I pointed out earlier that if love were the only interest that the state had in mind when it set bounds for marriage, then it would have permitted us to marry relatives and to marry more than one person. The state (and the Judeo-Christian world) has recognized monogamous marriage between a man and a woman, more than an institution to kindle love or a way to reproduce, as the supreme mechanism to raise children and form strong families and a strong society. Any different mechanism is less than ideal.
 

YellowRose

Senior member
Apr 22, 2003
247
0
0
Now lets look at this. Two couples A and B. Both couples live in the same town. Both couples are American citizens.

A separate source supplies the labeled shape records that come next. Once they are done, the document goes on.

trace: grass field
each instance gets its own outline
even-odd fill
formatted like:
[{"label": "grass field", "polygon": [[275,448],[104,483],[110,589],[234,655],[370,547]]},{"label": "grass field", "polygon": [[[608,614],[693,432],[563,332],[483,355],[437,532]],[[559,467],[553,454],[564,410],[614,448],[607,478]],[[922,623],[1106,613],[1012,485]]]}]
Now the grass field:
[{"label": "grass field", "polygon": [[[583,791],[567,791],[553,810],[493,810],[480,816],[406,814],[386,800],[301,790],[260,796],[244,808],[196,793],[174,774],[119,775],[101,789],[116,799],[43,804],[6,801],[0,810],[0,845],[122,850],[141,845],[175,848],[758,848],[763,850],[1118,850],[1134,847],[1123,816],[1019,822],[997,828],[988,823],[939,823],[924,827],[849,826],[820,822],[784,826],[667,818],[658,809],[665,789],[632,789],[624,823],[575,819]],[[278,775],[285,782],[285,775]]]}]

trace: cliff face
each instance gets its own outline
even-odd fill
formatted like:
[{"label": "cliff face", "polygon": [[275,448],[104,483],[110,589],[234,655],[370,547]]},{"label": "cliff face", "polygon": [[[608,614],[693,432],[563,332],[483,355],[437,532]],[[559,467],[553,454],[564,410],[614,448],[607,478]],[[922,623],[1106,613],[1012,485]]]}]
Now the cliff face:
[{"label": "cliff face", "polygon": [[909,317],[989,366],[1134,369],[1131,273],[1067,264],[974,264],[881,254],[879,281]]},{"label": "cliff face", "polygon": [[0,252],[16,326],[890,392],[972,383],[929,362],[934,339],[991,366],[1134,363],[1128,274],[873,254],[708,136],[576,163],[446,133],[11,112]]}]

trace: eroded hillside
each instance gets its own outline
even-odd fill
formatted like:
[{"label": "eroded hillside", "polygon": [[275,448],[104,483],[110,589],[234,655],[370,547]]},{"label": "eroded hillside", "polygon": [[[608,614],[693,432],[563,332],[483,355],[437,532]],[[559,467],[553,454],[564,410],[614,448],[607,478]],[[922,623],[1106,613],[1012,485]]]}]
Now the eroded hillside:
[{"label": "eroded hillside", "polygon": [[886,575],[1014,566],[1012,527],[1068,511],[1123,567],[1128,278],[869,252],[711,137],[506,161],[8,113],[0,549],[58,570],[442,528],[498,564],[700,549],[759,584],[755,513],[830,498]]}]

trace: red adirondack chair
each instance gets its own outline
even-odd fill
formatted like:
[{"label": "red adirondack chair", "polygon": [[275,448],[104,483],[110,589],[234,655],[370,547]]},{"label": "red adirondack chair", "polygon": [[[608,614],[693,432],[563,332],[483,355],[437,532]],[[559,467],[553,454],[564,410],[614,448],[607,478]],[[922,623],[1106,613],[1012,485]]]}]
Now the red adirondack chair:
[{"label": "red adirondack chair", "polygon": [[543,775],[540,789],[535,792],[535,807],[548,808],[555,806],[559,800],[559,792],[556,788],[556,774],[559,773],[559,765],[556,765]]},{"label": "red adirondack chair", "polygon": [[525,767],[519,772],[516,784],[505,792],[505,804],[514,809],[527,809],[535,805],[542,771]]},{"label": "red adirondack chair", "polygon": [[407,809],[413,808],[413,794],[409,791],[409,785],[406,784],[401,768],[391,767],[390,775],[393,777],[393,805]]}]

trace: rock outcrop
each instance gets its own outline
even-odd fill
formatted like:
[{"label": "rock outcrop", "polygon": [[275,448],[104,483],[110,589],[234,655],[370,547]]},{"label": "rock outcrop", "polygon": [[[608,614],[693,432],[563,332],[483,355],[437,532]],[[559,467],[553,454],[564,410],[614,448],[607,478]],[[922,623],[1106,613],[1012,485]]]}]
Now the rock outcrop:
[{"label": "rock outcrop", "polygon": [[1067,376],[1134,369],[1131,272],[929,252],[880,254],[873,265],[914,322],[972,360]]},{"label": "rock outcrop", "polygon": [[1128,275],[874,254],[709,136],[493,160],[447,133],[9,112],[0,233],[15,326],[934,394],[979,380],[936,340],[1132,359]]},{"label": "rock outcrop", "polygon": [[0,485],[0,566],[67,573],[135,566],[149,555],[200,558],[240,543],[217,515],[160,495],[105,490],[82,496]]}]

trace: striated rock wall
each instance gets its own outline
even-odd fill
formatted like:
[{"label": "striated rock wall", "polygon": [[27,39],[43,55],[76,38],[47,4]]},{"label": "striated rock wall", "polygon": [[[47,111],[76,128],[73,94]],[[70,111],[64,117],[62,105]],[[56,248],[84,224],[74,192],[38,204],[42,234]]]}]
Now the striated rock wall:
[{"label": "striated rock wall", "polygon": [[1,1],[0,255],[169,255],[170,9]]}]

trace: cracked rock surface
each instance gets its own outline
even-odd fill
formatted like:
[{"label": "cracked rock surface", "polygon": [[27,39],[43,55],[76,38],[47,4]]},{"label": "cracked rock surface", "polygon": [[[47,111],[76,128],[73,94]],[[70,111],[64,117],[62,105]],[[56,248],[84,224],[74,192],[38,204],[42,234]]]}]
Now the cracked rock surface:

Couple A goes to the local city/county clerk to secure a marriage lic. They then decide if they want a Church wedding or a Civil wedding. Say they choose a Civil wedding. They then get married and have a child or two. One member then decides after 5 years of marriage and 2 kids that He (purpose of argument) wants a divorce. They file their paperwork in the local civil court and then they are eventually divorced.

Key points: Marriage obtained by the States agent which is a local gov entity.
********: Couple A is married.
********: Couple A decides to get a Divorce and to obtain that divorce they must go thru the local courts as prescribed by the State.
Couple A is a Hetro couple.

Couple B who are gay decide that they wish to get married. They go to same local officals that Couple A went to. They are denied a marriage lic. by the local gov officals who issued one to Couple A.

Both couples are American Citizens so why is Couple B denied the same rights as Couple A.
What makes Couple A special that they receive the full rights of an American Citizen and Couple B are denied those same rights.